Reject, Despite Some Merit, Because the Likelihood of Successful Revision is Remote
In a sense, a manuscript receiving this recommendation might be viewed simply as one which has a very low probability of ever making a contribution. While a paper that is "allowed" the possibility of resubmitting may be judged to have major problems on two or three dimensions listed on the front of the RRF, a paper receiving this recommendation would most likely be judged to have major problems on several dimensions.
This recommendation should be used when a manuscript offers no potential, even after revision, for making a contribution to the literature. For example, the topic may be of trivial importance or outside the domain of the Journal; the basic conceptual development may be extremely weak or even incorrect; or the empirical work may have a fatal flaw.
Regardless of the nature of the flaw that condemns a manuscript to this category, a diplomatic set of Author Comments should accompany the RRF. The author(s) need to know why their paper has been rejected without the possibility of revising. In such instances, however, the Author Comments need not be as extensive as in the previous categories. It is more efficient to identify clearly one or two fatal flaws that serve to dispatch the manuscript, and conserve reviewing time and energy for manuscripts that stand to benefit from reviewer input.
The Author Comments represent the most important component of the JMI review, for they provide the rationale for the reviewer's evaluation of the manuscript as well as helpful suggestions for the improvement of the paper. Author Comments should never contain any semblance of a recommended disposition for the manuscript. Such recommendations should be made in the comments directed to the Editor only; it is the Editor's responsibility to make the final decision and also to decide the best way to communicate the decision to the author(s).
Author Comments are generally most helpful to both the author(s) and the Editor when they begin with a summary or "gestalt" assessment of the reviewer's reaction to the manuscript. This "big picture" is invaluable in providing a context for the more specific, detailed comments that follow. The summary is especially important in identifying the most important of the reviewer's concerns.
Author Comments should be typed on the Author Comments Form. Again, as discussed previously, the nature of the Author Comments should be critical and thorough, but always diplomatic and constructive. Save the "spleen venting" for the Comments for the Editor Only.

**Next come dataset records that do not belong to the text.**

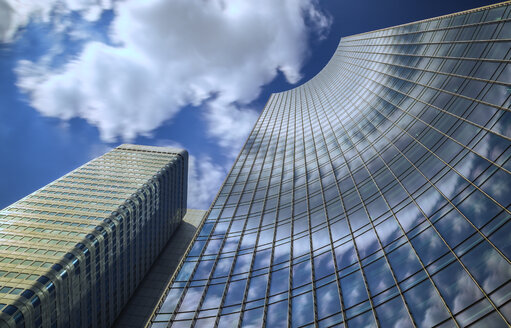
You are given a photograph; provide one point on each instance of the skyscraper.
(376, 194)
(73, 252)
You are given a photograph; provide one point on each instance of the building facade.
(376, 194)
(73, 252)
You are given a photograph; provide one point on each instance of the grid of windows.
(73, 252)
(376, 194)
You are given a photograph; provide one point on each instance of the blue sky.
(79, 77)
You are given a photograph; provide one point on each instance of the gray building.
(376, 194)
(73, 252)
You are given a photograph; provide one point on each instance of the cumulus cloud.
(204, 180)
(169, 54)
(204, 177)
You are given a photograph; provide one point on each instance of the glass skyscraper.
(73, 252)
(376, 194)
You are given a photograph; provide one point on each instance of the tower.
(73, 252)
(375, 194)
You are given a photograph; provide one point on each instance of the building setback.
(376, 194)
(73, 252)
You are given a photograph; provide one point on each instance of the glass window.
(302, 310)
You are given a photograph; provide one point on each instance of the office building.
(376, 194)
(73, 252)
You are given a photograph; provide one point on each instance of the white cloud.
(169, 54)
(204, 181)
(230, 125)
(204, 177)
(15, 14)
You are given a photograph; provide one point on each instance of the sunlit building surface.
(376, 194)
(73, 252)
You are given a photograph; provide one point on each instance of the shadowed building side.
(73, 252)
(141, 305)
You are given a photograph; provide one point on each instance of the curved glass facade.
(376, 194)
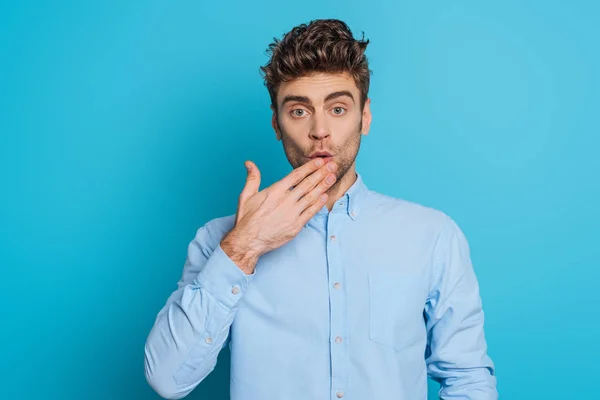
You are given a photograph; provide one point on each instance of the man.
(322, 288)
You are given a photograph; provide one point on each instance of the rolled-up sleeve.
(457, 350)
(193, 326)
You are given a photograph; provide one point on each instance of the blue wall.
(124, 126)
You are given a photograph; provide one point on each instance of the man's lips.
(325, 159)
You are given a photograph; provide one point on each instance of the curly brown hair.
(324, 45)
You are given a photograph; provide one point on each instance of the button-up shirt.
(365, 303)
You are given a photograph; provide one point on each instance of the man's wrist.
(240, 252)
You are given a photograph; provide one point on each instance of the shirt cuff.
(223, 279)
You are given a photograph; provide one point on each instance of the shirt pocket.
(396, 305)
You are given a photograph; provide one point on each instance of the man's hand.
(270, 218)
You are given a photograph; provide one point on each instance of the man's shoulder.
(402, 211)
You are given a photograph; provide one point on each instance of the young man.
(322, 288)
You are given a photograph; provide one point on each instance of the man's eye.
(298, 112)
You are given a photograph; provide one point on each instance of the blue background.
(124, 127)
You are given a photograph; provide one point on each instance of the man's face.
(321, 113)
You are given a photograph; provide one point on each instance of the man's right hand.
(268, 219)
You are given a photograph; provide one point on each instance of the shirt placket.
(338, 336)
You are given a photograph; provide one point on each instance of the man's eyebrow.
(341, 93)
(306, 100)
(300, 99)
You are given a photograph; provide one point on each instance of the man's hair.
(325, 45)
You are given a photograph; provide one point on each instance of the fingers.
(297, 175)
(313, 180)
(313, 195)
(252, 181)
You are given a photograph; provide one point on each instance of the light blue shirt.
(363, 304)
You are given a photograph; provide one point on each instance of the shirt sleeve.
(457, 351)
(193, 326)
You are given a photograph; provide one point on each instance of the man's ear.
(366, 117)
(275, 124)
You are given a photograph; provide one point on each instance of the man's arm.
(457, 351)
(193, 326)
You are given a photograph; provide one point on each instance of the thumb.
(252, 180)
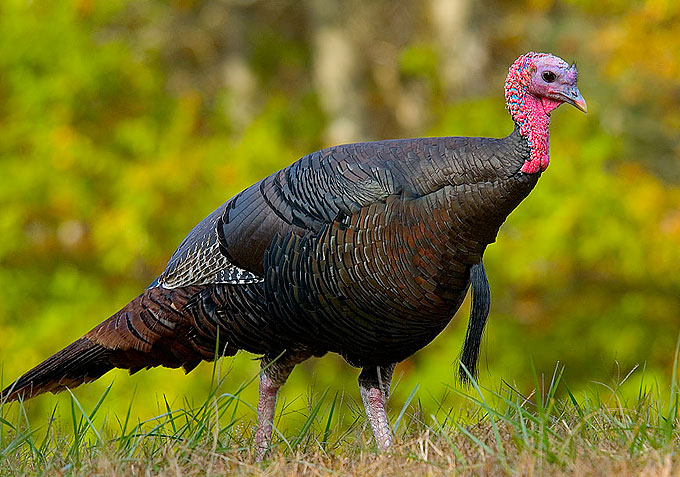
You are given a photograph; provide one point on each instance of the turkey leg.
(273, 375)
(374, 386)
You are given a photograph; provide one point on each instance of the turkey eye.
(548, 76)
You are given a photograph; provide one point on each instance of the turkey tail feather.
(80, 362)
(151, 330)
(481, 304)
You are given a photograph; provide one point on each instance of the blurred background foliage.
(122, 124)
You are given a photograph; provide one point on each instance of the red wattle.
(537, 125)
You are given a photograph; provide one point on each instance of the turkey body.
(362, 249)
(366, 250)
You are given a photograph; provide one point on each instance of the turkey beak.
(574, 98)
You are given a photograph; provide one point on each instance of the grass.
(494, 432)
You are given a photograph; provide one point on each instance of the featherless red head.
(536, 84)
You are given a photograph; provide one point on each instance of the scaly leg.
(271, 379)
(374, 386)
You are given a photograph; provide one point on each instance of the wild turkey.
(366, 250)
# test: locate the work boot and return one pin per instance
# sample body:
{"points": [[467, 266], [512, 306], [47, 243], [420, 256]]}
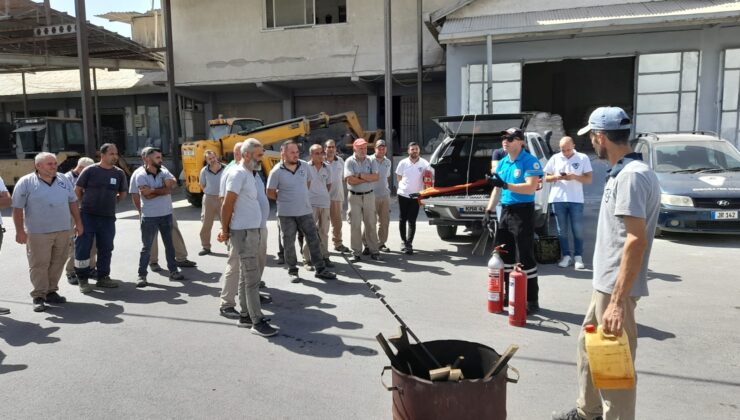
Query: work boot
{"points": [[85, 288], [105, 281]]}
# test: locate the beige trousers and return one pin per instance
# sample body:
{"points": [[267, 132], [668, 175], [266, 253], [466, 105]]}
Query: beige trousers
{"points": [[609, 403], [383, 210], [181, 253], [362, 212], [321, 217], [335, 215], [230, 287], [70, 267], [209, 212], [46, 254]]}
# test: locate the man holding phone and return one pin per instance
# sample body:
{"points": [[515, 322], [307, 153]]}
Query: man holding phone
{"points": [[568, 171]]}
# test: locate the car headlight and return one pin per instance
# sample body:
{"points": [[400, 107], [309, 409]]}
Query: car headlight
{"points": [[676, 200]]}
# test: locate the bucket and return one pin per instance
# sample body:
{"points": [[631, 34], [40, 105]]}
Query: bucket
{"points": [[417, 397]]}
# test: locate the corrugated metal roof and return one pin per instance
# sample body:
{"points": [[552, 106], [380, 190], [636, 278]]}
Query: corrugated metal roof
{"points": [[54, 82], [580, 18]]}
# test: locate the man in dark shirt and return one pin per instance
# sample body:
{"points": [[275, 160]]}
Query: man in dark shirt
{"points": [[99, 188]]}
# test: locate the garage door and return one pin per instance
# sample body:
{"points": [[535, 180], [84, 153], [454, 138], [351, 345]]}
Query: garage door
{"points": [[666, 92], [507, 88], [730, 93]]}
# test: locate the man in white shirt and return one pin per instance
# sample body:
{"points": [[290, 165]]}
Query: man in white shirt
{"points": [[409, 173], [568, 171]]}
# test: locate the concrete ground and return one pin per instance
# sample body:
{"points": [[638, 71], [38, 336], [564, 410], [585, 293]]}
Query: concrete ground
{"points": [[164, 352]]}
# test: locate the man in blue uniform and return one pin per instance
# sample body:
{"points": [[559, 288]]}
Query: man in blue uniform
{"points": [[517, 176]]}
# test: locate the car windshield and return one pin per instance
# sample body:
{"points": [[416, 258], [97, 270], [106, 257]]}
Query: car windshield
{"points": [[690, 157]]}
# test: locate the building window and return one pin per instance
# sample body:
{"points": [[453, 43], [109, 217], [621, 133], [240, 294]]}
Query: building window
{"points": [[287, 13], [730, 129], [507, 88], [666, 92]]}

Comments for the Editor Only
The remarks intended for the eyes of the Editor only should be in the form of a cover letter. This is the form where the reviewer may be brutally frank regarding the manuscript. The Comments for the Editor Only should be useful in "guiding" the Editor through the more extensive Author Comments. Here a recommended disposition by the reviewer is perfectly appropriate, as is amplification of key aspects of the evaluation.
Without the dedicated efforts of reviewers, the JMI could not be a top-quality journal. While it is true that any journal is only as good as the authors who contribute their research to it, it is also true that a good journal is made better by the reviewers who labor on behalf of it. The reviewing process is much more than "gate keeping," it is, at its heart, a "value-added" mechanism that helps to strengthen the overall contribution to knowledge made in the pages of JMI.